Hello all,
Just a quick question. Are there any tools for extracting metadata from PDF and DOC files? This can be GUI or CLI. I prefer something for Linux, but will take what I can get.
Also, I've read that PDF files may contain javascript. Is there a way to review the javascript within a PDF?
Along the same lines, is there a tool to review any macros in a DOC file?
Thank you in advance.
John
For the Windows side Google turned up Pinpoint MetaViewer and Metadata Analyzer which are freeware tools. I use Metadata Assistant from Payne Consulting.
For Acrobat, JavaScript Console which is included in the Acrobat JavaScript Debugger is a good starting point.
For Macro analysis in Word Visual Basic or Visual Studio Express (free).
I've been using Workshare's product for about 3 years now for metadata analysis of Office files. It analyzes your files, shows you the contents, and then also has a cleansing feature that is pretty robust. The version I've used doesn't analyze PDF files though.

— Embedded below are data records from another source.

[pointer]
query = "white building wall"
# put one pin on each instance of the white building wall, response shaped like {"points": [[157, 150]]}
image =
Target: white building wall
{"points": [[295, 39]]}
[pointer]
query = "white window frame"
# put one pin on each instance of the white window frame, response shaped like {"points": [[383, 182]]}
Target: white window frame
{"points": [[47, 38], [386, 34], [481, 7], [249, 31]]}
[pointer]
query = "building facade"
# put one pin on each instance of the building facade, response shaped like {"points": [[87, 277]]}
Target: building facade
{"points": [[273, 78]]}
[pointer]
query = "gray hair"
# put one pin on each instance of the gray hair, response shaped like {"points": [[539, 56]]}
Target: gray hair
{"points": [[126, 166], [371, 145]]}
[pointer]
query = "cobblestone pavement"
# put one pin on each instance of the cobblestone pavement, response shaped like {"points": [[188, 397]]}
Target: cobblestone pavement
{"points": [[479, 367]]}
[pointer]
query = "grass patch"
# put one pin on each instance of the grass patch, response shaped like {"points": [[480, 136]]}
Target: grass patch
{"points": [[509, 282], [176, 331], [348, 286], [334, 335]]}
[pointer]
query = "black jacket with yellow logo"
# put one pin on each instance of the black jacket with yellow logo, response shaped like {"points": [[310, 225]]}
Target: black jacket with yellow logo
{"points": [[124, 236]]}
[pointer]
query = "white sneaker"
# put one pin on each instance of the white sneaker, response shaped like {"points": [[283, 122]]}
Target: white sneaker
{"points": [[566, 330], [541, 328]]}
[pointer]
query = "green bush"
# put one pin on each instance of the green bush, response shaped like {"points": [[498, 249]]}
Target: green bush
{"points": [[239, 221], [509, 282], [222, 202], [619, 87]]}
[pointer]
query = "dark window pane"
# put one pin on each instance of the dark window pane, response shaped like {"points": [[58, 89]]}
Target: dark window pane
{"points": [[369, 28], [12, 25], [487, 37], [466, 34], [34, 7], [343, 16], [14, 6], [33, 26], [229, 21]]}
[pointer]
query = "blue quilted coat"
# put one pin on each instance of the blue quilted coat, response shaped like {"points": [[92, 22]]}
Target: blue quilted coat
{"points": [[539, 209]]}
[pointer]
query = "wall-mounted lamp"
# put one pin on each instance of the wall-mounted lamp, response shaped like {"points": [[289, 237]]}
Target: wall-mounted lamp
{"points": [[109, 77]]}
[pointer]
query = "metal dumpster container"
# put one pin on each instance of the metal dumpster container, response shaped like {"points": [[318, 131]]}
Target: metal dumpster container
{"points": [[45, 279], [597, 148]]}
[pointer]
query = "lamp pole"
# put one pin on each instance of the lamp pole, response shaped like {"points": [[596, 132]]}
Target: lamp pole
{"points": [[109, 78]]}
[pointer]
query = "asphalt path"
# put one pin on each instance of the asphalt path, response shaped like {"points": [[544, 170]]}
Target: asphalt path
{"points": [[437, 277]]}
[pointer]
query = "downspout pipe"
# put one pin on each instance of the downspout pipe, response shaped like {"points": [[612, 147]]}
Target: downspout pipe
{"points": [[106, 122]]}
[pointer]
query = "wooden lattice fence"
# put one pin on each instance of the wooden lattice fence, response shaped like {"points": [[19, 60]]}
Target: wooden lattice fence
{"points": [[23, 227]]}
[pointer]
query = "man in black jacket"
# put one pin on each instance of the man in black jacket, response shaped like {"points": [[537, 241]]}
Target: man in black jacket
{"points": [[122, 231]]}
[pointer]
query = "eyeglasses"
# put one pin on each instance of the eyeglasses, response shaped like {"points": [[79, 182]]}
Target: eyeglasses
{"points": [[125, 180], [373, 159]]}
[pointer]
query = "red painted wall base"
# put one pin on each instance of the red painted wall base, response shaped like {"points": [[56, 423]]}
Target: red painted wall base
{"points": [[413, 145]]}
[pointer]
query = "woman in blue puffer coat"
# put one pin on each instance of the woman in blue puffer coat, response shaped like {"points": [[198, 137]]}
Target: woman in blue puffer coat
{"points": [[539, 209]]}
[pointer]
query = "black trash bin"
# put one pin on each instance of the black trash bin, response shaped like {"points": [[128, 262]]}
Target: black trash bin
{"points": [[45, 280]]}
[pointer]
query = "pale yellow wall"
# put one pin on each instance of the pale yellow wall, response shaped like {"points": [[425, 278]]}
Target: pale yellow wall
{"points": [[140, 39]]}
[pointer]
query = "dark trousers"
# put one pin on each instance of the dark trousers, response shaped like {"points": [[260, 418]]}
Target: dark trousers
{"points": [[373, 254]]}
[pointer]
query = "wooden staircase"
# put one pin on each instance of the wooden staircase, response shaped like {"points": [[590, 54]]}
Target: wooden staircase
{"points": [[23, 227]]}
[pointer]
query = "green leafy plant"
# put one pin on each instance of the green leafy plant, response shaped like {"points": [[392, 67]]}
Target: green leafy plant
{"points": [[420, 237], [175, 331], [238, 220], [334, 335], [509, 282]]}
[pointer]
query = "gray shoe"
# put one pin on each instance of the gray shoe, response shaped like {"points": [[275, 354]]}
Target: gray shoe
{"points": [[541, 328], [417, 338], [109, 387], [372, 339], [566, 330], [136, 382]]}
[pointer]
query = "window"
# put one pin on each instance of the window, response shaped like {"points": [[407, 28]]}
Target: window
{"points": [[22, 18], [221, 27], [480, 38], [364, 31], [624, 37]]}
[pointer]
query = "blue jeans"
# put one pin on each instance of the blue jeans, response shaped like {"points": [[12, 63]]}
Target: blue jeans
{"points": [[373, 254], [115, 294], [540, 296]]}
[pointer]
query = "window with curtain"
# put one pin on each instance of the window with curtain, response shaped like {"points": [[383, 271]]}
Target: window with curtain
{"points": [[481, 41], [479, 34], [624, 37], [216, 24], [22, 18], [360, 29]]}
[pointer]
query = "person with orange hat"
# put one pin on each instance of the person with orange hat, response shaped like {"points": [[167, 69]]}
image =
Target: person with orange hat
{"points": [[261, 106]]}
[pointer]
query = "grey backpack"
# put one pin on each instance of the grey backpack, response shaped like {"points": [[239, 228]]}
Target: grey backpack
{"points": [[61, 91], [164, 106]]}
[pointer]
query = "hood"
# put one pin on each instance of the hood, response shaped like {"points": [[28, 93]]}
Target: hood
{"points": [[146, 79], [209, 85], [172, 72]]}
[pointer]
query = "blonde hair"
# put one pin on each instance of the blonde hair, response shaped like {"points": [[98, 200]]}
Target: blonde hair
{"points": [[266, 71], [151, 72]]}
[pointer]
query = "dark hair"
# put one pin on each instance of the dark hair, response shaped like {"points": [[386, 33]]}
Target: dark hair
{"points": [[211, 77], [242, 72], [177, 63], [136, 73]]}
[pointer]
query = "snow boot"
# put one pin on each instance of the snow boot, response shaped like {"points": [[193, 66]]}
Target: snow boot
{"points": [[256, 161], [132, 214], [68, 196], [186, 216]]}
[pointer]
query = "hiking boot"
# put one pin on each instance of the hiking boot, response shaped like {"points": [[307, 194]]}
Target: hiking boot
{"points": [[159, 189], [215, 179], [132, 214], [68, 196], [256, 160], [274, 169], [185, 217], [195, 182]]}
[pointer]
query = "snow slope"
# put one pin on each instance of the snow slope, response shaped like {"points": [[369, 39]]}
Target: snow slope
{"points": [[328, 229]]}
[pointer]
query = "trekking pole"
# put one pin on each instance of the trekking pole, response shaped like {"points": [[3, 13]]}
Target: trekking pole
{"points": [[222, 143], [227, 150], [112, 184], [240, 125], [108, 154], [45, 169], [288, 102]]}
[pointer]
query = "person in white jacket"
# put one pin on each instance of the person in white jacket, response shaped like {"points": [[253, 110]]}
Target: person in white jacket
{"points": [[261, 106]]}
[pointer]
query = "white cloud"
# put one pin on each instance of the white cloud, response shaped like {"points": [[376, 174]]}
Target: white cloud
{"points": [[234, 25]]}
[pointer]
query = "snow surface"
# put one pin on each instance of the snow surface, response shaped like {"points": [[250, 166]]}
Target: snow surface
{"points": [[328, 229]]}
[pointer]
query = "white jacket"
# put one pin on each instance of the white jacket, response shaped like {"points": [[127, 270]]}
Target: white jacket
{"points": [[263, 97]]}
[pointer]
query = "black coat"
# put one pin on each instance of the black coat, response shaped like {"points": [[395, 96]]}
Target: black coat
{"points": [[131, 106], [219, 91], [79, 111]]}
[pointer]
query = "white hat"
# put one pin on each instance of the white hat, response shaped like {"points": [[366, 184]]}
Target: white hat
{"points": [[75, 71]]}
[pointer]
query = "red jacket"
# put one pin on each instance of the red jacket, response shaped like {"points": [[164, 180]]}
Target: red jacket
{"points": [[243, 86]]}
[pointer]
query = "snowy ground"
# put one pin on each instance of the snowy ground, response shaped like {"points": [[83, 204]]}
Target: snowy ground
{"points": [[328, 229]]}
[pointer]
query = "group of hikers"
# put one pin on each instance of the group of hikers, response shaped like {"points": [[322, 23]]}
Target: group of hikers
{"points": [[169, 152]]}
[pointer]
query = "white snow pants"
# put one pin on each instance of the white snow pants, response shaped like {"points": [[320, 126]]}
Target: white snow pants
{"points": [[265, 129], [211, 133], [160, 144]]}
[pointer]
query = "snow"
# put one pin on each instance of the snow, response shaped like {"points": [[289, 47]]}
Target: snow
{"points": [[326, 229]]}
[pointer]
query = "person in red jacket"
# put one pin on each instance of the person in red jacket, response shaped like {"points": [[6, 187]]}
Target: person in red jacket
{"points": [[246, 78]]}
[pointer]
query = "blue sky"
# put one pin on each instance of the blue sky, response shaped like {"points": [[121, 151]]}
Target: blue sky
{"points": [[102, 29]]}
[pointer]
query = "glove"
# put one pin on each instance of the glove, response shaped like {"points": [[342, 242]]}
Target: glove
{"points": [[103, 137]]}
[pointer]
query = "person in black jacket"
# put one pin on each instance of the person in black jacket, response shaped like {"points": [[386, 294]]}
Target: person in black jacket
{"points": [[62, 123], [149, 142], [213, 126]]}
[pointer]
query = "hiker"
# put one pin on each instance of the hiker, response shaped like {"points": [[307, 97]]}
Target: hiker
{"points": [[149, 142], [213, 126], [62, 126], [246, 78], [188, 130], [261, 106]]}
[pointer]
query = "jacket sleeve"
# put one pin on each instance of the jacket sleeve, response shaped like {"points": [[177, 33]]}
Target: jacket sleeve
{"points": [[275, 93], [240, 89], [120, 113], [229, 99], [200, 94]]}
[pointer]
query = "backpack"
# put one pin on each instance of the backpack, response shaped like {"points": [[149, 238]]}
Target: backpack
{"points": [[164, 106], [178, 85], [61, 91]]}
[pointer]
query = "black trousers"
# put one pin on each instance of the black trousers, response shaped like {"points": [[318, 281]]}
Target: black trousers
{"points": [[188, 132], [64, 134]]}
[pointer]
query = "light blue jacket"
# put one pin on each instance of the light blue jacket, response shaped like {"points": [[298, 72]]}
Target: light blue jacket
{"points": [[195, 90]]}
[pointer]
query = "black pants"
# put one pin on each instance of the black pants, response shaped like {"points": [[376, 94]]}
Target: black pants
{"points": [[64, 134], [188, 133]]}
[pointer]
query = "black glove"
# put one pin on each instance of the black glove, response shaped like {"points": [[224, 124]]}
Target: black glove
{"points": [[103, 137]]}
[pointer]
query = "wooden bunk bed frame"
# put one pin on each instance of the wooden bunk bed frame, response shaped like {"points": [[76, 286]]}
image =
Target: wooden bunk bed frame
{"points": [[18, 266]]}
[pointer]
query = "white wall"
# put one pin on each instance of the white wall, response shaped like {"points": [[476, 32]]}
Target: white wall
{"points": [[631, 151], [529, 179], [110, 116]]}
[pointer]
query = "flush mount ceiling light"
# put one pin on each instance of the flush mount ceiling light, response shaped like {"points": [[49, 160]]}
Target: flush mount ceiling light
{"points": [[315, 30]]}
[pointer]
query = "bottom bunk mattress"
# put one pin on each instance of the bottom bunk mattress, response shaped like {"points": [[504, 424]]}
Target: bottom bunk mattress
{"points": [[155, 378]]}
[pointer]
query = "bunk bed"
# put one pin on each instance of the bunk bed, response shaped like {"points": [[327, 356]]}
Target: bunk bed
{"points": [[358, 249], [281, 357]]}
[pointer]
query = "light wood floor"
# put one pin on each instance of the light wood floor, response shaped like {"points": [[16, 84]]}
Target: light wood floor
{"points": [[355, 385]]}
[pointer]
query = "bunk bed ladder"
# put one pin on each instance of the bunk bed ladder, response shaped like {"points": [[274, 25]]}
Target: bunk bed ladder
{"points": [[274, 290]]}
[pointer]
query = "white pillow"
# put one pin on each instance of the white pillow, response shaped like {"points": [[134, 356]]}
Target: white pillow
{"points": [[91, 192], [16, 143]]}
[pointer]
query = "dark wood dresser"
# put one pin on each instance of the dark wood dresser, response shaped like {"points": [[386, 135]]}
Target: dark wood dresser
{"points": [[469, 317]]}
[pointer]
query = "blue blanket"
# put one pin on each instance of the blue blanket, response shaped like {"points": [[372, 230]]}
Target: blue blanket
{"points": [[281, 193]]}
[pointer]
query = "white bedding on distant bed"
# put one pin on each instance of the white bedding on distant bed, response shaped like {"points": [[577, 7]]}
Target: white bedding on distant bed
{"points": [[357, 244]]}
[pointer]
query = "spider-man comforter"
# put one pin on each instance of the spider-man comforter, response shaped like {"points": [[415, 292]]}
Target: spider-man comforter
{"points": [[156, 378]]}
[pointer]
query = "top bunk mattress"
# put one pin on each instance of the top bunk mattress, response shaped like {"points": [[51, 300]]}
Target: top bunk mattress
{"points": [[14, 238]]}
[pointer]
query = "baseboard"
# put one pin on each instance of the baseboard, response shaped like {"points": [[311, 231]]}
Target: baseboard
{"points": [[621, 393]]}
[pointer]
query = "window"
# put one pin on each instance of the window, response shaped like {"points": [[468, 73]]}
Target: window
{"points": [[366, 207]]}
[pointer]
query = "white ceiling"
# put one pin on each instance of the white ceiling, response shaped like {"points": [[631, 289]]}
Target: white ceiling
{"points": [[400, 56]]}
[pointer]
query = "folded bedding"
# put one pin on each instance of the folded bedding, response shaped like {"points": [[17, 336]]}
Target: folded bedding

For the Windows side Google turned up Pinpoint MetaViewer and Metadata Analyzer which are freeware tools. I use Metadata Assistant from Payne Consulting.
For Acrobat, JavaScript Console which is included in the Acrobat JavaScript Debugger is a good starting point.
For Macro analysis in Word Visual Basic or Visual Studio Express (free).
Thanks for the quick reply. I appreciate the help.
MetaViewer is a pretty good tool but it doesn't appear to work with Office 2007 documents.
Also, the Acrobat debugger requires the full version of Acrobat Pro, not the Reader.
I'll have to do some research on how to view Office macros with Visual Studio.
Thanks
MetaViewer is a pretty good tool but it doesn't appear to work with Office 2007 documents.
You must be looking at the old version. The new version works with 2007 just fine.
Also, the Acrobat debugger requires the full version of Acrobat Pro, not the Reader.
True.
I'll have to do some research on how to view Office macros with Visual Studio.
TechNet can be your friend.
Am I wrong in saying this, but I think Office 2007 docs do not keep metadata?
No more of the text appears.